Medication-Induced Hypokalemia

Keith T. Veltri PharmD
Carly Mason PharmD, BCPS

INTRODUCTION

The cation potassium plays a critical role in many metabolic cell functions; 98% of potassium in the body is found in intracellular fluid compartments, leaving 2% in extracellular fluid spaces. This balance is regulated by the sodium-potassium adenosine triphosphatase (ATPase) pump, an active transport mechanism that moves ions across the cell membrane against a concentration gradient.15 An imbalance of potassium can have significant effects on nerve impulse transmission, skeletal and cardiac muscle contraction, and acid-base balances. Certain diseases, injuries, and specific medications have the potential to affect potassium homeostasis. As a result, small alterations in serum potassium levels can lead to detrimental effects within the body.

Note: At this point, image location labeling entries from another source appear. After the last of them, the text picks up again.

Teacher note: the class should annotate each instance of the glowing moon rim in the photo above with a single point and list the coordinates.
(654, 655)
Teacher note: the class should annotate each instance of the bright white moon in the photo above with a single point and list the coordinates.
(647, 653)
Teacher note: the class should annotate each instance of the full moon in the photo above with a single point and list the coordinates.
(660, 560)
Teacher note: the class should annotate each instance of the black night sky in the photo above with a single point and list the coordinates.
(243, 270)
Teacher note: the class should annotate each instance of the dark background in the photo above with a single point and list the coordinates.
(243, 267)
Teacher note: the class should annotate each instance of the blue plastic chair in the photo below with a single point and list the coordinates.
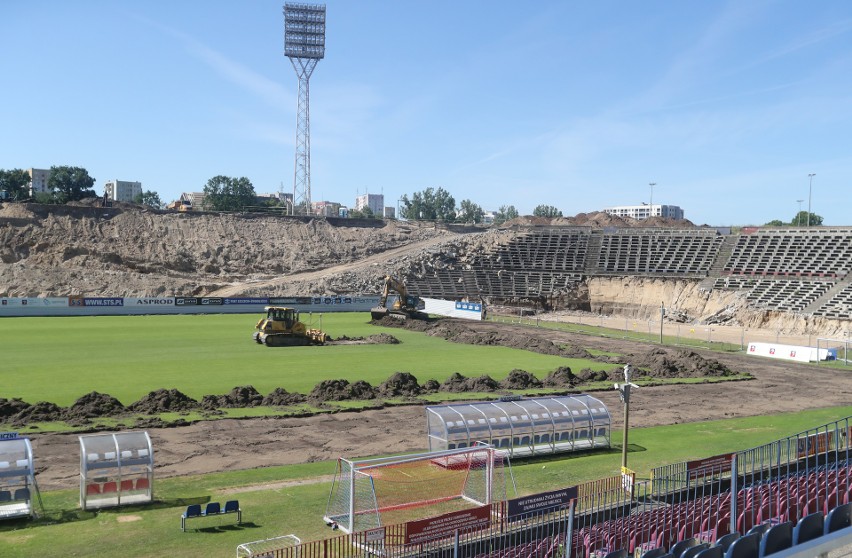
(193, 510)
(694, 551)
(712, 552)
(233, 506)
(726, 541)
(838, 518)
(678, 547)
(808, 528)
(777, 538)
(746, 546)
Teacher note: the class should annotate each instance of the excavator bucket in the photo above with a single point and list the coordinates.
(378, 312)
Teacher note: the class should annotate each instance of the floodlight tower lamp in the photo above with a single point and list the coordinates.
(304, 45)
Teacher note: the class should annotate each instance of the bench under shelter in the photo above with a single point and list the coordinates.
(520, 426)
(17, 477)
(116, 470)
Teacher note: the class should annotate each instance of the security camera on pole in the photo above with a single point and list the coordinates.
(624, 394)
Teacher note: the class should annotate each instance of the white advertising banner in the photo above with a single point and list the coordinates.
(799, 353)
(454, 309)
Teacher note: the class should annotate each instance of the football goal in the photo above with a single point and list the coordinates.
(267, 548)
(370, 493)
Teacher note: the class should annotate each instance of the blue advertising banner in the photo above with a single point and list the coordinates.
(242, 301)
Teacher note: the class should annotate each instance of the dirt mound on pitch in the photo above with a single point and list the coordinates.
(11, 407)
(661, 363)
(520, 379)
(42, 411)
(280, 397)
(400, 384)
(163, 400)
(341, 390)
(241, 396)
(458, 383)
(378, 339)
(93, 405)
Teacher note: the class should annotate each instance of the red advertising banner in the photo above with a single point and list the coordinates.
(710, 465)
(445, 525)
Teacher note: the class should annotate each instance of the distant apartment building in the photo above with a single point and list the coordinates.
(122, 190)
(38, 181)
(325, 208)
(645, 211)
(376, 203)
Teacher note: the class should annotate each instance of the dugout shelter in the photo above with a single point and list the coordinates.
(116, 469)
(521, 427)
(17, 478)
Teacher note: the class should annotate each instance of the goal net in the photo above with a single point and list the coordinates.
(268, 548)
(370, 493)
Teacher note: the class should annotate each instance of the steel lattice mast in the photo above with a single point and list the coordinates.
(304, 45)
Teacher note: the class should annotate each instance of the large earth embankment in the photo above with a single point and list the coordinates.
(129, 251)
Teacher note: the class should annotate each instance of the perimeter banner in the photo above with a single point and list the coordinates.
(537, 503)
(446, 525)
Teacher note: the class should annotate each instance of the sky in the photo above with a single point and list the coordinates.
(727, 106)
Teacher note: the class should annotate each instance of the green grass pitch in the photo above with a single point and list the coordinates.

Normal serum potassium levels range from 3.5 to 5 mEq/L; however, certain hormones, illnesses, and dietary deficiencies can lead to imbalances, including acid-base disturbance, aldosterone, insulin, catecholamines, and tonicity of body fluids, as well as gastrointestinal (GI) and renal excretion. Daily intake of potassium is required because the body does not routinely conserve this electrolyte. The recommended daily requirement for adults is generally 40 mEq; however, most adults consume more than the recommended amount (ranging from 60 to 100 mEq per day). About 80% of consumed potassium is eliminated in the urine, 15% is excreted in the feces, and 5% is lost in sweat.3,4

Hypokalemia is defined as a serum potassium concentration of less than 3.5 mEq/L. This is one of the most commonly encountered electrolyte abnormalities in clinical practice. Hypokalemia is further categorized as mild (serum potassium, greater than 3 to 3.5 mEq/L), moderate (serum potassium, 2.5 to 3 mEq/L), or severe (serum potassium, less than 2.5 mEq/L), as noted in Table 1.3 Hypokalemia results either when there is a total-body potassium deficit, or when serum potassium is shifted into the intracellular compartment.16 When hypokalemia is detected, a diagnostic workup that evaluates the patient’s comorbid disease states and concomitant medications should be completed.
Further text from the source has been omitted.